Maple/Using Maple in Analysis

From Wikibooks, open books for an open world
Jump to navigation Jump to search

There are many various kinds of analysis, and in very few of them Maple may help. One of the "maplable" analyses is the Asymptotical analysis. It is typical, that at calculus of cumbersome expressions, small values of some parameters are especially interesting. One can evaluate derivatives and then approximate the function with truncated Taylor series. As these operations often appear together, there is special service called series.

Examples of series[edit | edit source]

series(sin(x), x, 4)

returns

x-1/6*x^3+O(x^4)

because the function sin has known derivatives. If the function is not known, the derivatives remain in general form:

s(0)+(D(s))(0)*x+1/2*((`@@`(D, 2))(s))(0)*x^2+1/6*((`@@`(D, 3))(s))(0)*x^3+O(x^4)

One can guess that the sequence

`@@`(D, 2))(s))(0)

means second derivative of function whose name is s.

In general, arguments of series can be: expression, variable which is supposed to be small, and the minimal power of this argument dropped out.

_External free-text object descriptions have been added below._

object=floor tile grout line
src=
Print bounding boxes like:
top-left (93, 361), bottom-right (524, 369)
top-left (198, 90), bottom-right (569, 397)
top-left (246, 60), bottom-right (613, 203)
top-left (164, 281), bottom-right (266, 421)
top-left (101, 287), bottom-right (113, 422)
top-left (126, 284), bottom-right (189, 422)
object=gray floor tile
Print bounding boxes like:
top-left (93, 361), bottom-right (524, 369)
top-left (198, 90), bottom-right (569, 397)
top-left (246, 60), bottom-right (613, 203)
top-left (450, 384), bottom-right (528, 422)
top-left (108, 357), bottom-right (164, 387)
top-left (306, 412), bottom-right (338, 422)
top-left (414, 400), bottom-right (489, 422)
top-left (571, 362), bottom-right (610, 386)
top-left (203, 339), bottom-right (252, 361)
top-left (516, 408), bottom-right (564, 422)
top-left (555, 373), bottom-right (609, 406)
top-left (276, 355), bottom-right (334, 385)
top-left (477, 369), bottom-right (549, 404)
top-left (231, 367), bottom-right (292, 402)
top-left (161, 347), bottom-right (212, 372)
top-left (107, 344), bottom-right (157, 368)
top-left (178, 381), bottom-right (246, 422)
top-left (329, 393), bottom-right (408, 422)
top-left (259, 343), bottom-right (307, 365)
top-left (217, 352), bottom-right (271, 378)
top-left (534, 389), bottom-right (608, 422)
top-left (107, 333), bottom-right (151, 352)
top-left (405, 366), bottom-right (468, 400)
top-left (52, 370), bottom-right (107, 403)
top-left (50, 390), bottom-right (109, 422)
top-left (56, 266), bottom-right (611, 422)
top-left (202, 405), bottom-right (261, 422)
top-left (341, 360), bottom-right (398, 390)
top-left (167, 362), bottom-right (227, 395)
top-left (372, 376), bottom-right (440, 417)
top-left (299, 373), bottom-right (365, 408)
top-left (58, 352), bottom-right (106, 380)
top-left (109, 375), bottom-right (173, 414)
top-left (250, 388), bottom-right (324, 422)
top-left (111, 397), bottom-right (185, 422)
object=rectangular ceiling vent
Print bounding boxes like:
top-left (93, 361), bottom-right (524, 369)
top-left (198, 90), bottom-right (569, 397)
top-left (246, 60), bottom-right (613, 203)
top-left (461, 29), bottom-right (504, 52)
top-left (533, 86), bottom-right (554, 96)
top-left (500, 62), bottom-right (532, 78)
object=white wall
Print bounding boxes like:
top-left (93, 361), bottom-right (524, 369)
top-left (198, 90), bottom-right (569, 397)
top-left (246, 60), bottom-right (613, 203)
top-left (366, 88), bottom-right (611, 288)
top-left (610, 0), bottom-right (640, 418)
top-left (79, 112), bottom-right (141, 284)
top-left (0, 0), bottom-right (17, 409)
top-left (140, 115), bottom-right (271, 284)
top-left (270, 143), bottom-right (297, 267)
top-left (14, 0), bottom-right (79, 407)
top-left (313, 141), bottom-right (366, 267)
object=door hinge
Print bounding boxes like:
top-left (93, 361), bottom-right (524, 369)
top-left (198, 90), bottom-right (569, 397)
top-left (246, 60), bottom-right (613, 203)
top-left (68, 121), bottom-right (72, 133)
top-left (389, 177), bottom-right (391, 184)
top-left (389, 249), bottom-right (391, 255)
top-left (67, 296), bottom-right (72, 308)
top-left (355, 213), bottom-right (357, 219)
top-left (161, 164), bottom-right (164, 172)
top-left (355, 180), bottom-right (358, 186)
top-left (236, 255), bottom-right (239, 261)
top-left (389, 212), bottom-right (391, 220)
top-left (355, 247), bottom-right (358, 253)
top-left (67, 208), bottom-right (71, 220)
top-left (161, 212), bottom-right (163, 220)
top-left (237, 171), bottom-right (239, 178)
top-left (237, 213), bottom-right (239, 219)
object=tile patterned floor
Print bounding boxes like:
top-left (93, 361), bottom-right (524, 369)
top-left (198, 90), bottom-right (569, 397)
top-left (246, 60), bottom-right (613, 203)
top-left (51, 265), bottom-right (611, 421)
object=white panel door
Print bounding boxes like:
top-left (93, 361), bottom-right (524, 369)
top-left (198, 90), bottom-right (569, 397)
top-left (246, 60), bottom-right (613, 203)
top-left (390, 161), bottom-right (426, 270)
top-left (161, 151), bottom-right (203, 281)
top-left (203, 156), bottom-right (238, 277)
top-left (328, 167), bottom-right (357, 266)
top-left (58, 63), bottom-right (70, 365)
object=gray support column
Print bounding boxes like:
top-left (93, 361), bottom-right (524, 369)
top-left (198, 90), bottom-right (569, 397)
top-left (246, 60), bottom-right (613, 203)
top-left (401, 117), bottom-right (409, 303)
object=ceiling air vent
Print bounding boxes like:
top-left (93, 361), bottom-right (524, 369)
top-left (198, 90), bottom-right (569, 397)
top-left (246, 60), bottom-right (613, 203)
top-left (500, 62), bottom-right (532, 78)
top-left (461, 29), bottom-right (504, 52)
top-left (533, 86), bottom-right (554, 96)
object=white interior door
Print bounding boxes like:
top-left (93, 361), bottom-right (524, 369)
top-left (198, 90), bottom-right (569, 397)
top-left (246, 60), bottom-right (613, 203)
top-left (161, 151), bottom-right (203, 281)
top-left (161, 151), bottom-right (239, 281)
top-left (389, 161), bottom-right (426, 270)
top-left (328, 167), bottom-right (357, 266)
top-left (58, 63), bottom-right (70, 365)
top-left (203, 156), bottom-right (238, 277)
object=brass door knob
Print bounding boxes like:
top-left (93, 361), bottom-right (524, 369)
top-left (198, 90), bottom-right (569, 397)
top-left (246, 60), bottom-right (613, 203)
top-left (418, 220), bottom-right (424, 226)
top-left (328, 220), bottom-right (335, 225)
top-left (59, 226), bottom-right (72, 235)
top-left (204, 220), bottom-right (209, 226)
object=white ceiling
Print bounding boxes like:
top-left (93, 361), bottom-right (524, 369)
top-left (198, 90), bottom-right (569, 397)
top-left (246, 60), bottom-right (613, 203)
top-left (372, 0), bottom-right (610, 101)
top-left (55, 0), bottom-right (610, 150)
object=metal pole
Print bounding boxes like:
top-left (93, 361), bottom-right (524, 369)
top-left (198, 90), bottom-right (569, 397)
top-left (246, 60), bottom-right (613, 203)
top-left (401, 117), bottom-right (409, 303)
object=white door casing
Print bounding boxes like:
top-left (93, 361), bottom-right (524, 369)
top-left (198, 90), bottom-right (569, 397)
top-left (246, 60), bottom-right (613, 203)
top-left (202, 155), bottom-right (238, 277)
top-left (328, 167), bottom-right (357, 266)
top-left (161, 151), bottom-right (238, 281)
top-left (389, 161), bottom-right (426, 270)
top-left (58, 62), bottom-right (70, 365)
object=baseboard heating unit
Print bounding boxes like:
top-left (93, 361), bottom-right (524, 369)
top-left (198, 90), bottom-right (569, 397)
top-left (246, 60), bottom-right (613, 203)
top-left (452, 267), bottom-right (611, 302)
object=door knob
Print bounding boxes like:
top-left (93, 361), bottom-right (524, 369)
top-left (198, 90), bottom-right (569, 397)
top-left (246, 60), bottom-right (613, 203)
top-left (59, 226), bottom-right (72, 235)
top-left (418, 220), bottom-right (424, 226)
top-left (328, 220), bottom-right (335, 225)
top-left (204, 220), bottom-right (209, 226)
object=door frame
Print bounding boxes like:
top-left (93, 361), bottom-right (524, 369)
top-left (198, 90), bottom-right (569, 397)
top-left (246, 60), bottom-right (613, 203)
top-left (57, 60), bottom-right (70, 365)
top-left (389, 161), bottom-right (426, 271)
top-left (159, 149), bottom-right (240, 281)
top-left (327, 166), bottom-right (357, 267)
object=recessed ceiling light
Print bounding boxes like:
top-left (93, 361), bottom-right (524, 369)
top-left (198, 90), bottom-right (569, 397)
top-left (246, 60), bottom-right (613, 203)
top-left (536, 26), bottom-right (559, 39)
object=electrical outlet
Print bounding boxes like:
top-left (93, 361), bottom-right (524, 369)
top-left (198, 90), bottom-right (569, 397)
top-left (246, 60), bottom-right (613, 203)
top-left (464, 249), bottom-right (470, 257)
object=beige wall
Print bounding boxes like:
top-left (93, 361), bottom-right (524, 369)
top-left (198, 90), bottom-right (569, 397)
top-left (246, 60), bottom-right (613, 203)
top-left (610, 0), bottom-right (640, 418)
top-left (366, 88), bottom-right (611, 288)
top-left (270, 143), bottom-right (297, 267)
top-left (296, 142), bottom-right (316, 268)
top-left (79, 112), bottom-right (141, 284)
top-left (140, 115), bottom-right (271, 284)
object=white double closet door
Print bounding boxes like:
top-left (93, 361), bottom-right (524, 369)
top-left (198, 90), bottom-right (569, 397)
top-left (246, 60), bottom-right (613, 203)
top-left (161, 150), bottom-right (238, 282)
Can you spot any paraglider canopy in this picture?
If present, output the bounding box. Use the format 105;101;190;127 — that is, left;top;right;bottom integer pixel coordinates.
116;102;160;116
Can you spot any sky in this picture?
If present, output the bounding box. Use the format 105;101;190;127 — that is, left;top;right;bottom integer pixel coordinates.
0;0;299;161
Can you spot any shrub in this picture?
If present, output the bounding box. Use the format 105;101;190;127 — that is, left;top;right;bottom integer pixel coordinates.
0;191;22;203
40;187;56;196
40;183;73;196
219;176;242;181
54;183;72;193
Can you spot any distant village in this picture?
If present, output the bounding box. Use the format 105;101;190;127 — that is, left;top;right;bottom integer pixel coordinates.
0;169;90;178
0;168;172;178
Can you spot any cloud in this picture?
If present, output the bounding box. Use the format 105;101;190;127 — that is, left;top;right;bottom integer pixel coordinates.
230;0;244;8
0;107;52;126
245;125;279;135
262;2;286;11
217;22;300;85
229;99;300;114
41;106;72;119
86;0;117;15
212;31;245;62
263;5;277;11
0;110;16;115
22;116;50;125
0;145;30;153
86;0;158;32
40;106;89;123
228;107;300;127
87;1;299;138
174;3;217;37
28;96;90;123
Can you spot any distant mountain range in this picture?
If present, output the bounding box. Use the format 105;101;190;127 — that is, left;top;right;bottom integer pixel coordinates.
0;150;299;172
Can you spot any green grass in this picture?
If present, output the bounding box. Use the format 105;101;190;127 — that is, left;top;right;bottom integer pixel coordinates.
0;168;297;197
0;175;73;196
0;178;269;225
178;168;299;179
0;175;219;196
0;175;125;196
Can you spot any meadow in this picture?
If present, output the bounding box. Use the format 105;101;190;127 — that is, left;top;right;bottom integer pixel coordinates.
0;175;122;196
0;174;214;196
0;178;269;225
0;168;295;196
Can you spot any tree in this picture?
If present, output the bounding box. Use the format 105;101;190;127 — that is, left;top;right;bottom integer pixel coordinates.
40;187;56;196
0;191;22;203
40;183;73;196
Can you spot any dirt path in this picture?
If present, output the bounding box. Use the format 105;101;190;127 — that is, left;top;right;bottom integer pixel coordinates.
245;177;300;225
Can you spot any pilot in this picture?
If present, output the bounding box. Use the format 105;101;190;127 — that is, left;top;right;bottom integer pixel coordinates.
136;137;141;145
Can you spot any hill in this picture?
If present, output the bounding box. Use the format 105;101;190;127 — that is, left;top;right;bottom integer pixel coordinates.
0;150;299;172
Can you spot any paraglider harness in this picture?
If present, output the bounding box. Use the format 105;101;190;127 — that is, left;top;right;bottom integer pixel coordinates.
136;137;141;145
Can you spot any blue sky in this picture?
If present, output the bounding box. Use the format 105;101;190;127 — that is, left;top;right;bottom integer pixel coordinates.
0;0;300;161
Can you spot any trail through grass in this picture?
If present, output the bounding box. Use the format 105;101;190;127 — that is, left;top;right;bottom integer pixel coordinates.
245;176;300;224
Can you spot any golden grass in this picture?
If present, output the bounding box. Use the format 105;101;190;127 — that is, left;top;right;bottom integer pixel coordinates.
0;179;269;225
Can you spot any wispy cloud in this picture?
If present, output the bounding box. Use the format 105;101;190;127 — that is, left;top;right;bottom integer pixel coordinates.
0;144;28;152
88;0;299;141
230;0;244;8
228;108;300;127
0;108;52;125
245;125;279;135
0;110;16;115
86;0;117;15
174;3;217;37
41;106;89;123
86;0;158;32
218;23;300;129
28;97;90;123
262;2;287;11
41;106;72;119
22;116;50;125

If no obvious dependency of the expression on the variable is found, the result is just expression:

series(a, b)

returns just

a

Not all functions can be expressed as Tailor expansion. Nevertheless Maple series tries to do its best, for example,

series((1+1/x^2)/(1+2/x+x*log(x)), x, 2)

returns

1/2/x-1/4+(5/8-1/4*ln(x))*x+O(x^2)

which may have sense in asymptotic analysis.

It is not difficult to write a function when the series cannot help, for example,

series(exp(1/x^2), x, 3)

returns

Error, (in series/exp) unable to compute series

although it is easy to see, that, at least for the real values of the argument, all the derivatives in zero are just zero. By default, Maple considers all variables as complex; in the complex plane, behavior of the function in the last example is pretty singular and no simple expansion is possible.